The outplacement firm of Challenger, Gray & Christmas on Thursday reported that U.S. firms announced 34,531 job cuts in February, a drop of 57% compared to cuts announced in January. The monthly total was the lowest since December 2019, when U.S. employers announced 32,843 job cuts.
January’s total of 79,552 announced job cuts was the highest January level since more than 240,000 job cuts were announced in 2009.
February’s announced cuts were 39% lower than the 56,660 cuts announced in February 2020. For the year to date, employers have announced 114,083 job cuts, 8% fewer than in the same period last year. For all of 2020, more than 2.3 million job cuts were announced, nearly four times the 592,556 jobs lost in all of 2019.
Andrew Challenger, vice president of the outplacement firm, noted that “[t]he churn has come to a halt. If healthy job creation follows, this could mean a full recovery is on the horizon, especially as companies see an end to the pandemic in sight.”
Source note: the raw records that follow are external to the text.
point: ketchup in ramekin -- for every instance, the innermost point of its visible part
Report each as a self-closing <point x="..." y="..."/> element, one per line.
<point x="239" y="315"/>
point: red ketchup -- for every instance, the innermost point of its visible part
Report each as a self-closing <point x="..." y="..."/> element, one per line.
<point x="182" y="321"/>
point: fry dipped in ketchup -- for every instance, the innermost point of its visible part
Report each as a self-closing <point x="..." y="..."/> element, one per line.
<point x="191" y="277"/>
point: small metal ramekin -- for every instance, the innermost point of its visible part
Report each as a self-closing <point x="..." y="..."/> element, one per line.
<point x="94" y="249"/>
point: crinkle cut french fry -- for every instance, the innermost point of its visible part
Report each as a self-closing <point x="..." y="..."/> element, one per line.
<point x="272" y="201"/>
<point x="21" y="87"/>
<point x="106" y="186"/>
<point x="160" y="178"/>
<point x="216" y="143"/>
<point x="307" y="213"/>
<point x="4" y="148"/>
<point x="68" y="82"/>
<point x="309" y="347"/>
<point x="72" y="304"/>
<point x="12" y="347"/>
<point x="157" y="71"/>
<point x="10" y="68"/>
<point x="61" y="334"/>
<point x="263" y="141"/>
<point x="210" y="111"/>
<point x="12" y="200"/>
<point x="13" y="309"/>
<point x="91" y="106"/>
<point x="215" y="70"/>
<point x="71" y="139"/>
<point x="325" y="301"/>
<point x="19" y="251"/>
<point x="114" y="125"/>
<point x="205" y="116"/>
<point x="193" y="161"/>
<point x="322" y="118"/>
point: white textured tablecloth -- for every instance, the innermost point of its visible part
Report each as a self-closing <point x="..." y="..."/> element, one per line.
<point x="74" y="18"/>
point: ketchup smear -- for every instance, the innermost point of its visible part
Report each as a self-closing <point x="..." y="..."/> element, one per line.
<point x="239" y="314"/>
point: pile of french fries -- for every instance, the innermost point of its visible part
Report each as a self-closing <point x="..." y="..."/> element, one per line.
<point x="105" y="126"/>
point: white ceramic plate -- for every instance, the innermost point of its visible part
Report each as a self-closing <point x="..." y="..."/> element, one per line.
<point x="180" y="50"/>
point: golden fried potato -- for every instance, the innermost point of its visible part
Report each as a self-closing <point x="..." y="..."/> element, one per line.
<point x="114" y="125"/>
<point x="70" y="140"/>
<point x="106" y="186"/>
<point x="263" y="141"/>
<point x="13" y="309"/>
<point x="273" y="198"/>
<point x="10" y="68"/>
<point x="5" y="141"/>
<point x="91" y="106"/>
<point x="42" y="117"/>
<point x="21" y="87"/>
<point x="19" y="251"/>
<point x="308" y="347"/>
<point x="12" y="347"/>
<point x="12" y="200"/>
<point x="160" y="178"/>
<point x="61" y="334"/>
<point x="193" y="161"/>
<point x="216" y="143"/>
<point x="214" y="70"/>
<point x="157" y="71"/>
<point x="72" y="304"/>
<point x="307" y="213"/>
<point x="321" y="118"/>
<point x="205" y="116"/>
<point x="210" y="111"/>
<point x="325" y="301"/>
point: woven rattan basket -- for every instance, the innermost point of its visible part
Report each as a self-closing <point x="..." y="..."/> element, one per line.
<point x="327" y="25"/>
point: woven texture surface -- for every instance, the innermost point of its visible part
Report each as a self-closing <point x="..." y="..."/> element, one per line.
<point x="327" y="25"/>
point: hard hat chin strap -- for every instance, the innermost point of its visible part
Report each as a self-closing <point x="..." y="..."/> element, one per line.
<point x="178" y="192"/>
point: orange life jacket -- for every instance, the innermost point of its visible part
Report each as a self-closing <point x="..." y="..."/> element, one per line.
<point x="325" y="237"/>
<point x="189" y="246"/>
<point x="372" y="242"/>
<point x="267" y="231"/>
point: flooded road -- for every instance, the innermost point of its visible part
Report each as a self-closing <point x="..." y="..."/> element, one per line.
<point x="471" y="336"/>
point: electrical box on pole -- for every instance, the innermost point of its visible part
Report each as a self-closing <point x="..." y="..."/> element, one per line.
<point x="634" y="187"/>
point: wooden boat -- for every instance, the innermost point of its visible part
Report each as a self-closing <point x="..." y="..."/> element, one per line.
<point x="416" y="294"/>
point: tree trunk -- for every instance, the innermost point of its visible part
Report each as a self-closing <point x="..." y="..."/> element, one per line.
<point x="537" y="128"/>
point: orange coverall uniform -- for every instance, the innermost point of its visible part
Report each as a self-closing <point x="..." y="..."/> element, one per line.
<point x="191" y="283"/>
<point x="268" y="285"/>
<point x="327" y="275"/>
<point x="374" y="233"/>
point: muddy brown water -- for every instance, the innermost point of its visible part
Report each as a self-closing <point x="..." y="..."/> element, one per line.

Nearly half of the 2.3 million job cuts announced in 2020 were directly attributed to the COVID-19 pandemic. In February, just 1,197 were attributed to the pandemic, bringing the year-to-date total to 5,817.
Industry sectors hit hardest in February were retail (9,257 announced cuts), energy (3,736 announced job cuts) and insurance (3,128 cuts). In the first two months of 2021, job cuts have been highest in aerospace/defense (30,826), telecommunications (19,002) and retail (10,616).
On the other side of the ledger, U.S. firms in February announced plans last month to hire 146,403 new workers. The majority of those planned jobs (66,486) came from the retail sector.
Missouri-based employers announced the most job cuts in February, with 6,415 planned cuts. California (5,715 cuts), Minnesota (5,343), Massachusetts (2,341) and New York (2,027) round out the five states losing the most jobs last month. Missouri is home to a health insurer (Centene) that announced plans to eliminate 4,500 jobs and job openings early in the month.
Wednesday morning, ADP reported that private-sector payrolls increased month over month in February by 117,000, well short of the consensus expectation for a gain of 165,000. The weekly report on new claims for unemployment benefits due out later Thursday morning estimates 760,000 new claims were filed in the week ending February 27. The monthly employment situation is due Friday morning, and analysts expect nonfarm payrolls to rise by 175,000 and the unemployment rate for February to remain unchanged at 6.3%.